Since infliximab does not cross-react with TNFa in species other than humans and chimpanzees, animal reproduction studies have not been conducted with REMICADE. No evidence of maternal toxicity, embryotoxicity, or teratogenicity was observed in a developmental toxicity study conducted in mice using an analogous antibody that selectively inhibits the functional activity of mouse TNFa. Doses of 10 to 15 mg/kg in pharmacodynamic animal models with the anti-TNF analogous antibody produced maximal pharmacologic effectiveness. Doses up to 40 mg/kg were shown to produce no adverse effects in animal reproduction studies. It is not known whether REMICADE can cause fetal harm when administered to a pregnant woman or can affect reproduction capacity. REMICADE should be given to a pregnant woman only if clearly needed.

Nursing Mothers

It is not known whether infliximab is excreted in human milk or absorbed systemically after ingestion.

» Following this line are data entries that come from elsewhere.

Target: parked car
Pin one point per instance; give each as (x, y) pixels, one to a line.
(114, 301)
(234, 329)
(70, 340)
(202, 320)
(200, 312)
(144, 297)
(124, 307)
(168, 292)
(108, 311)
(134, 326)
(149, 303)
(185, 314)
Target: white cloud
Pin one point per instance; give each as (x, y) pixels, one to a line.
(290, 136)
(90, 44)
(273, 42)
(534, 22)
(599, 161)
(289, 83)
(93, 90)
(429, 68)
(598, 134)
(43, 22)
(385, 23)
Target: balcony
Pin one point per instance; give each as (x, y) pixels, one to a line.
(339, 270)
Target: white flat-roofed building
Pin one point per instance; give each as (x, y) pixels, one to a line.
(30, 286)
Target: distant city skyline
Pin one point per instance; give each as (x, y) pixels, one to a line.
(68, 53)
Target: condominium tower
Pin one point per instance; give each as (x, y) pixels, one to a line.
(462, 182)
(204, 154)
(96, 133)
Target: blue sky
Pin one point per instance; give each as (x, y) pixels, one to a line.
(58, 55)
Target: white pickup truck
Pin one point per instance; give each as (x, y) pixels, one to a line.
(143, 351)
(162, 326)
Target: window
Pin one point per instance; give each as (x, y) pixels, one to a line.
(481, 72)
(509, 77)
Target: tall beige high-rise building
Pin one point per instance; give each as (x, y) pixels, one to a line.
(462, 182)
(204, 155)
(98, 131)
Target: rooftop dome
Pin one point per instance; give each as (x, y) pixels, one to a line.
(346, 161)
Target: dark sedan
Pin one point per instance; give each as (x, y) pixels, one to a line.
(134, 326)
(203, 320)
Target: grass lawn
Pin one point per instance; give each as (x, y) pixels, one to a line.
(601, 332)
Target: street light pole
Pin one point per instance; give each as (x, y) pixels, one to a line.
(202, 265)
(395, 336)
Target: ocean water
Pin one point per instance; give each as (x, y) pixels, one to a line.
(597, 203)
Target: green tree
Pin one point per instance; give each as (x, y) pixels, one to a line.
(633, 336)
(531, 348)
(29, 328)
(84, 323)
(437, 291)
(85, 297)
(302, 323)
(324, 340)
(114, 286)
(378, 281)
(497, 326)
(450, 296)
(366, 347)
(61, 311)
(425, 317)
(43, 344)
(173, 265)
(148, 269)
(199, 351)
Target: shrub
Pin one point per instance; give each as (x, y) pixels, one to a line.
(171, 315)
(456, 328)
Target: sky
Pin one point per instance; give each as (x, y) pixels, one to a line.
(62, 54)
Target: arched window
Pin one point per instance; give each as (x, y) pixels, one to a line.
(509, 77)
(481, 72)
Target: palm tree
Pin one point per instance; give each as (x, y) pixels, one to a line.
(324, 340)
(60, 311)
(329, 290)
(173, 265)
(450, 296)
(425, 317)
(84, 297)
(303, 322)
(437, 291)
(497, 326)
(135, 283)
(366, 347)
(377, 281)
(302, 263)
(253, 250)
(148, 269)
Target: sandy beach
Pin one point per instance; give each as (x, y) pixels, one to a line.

Because many drugs and immunoglobulins are excreted in human milk, and because of the potential for adverse reactions in nursing infants from REMICADE, a decision should be made whether to discontinue nursing or to discontinue the drug, taking into account the importance of the drug to the mother.

Pediatric Use

Safety and effectiveness of REMICADE in patients with juvenile rheumatoid arthritis and in pediatric patients with Crohn’s disease have not been established.

Geriatric Use

In rheumatoid arthritis clinical trials, no overall differences were observed in effectiveness or safety in 181 patients aged 65 or older compared to younger patients although the incidence of serious adverse events in patients aged 65 or older was higher in both infliximab and control groups compared to younger patients. In Crohn’s disease studies, there were insufficient numbers of patients aged 65 and over to determine whether they respond differently from patients aged 18 to 65. Because there is a higher incidence of infections in the elderly population in general, caution should be used in treating the elderly (see ADVERSE REACTIONS, Infections).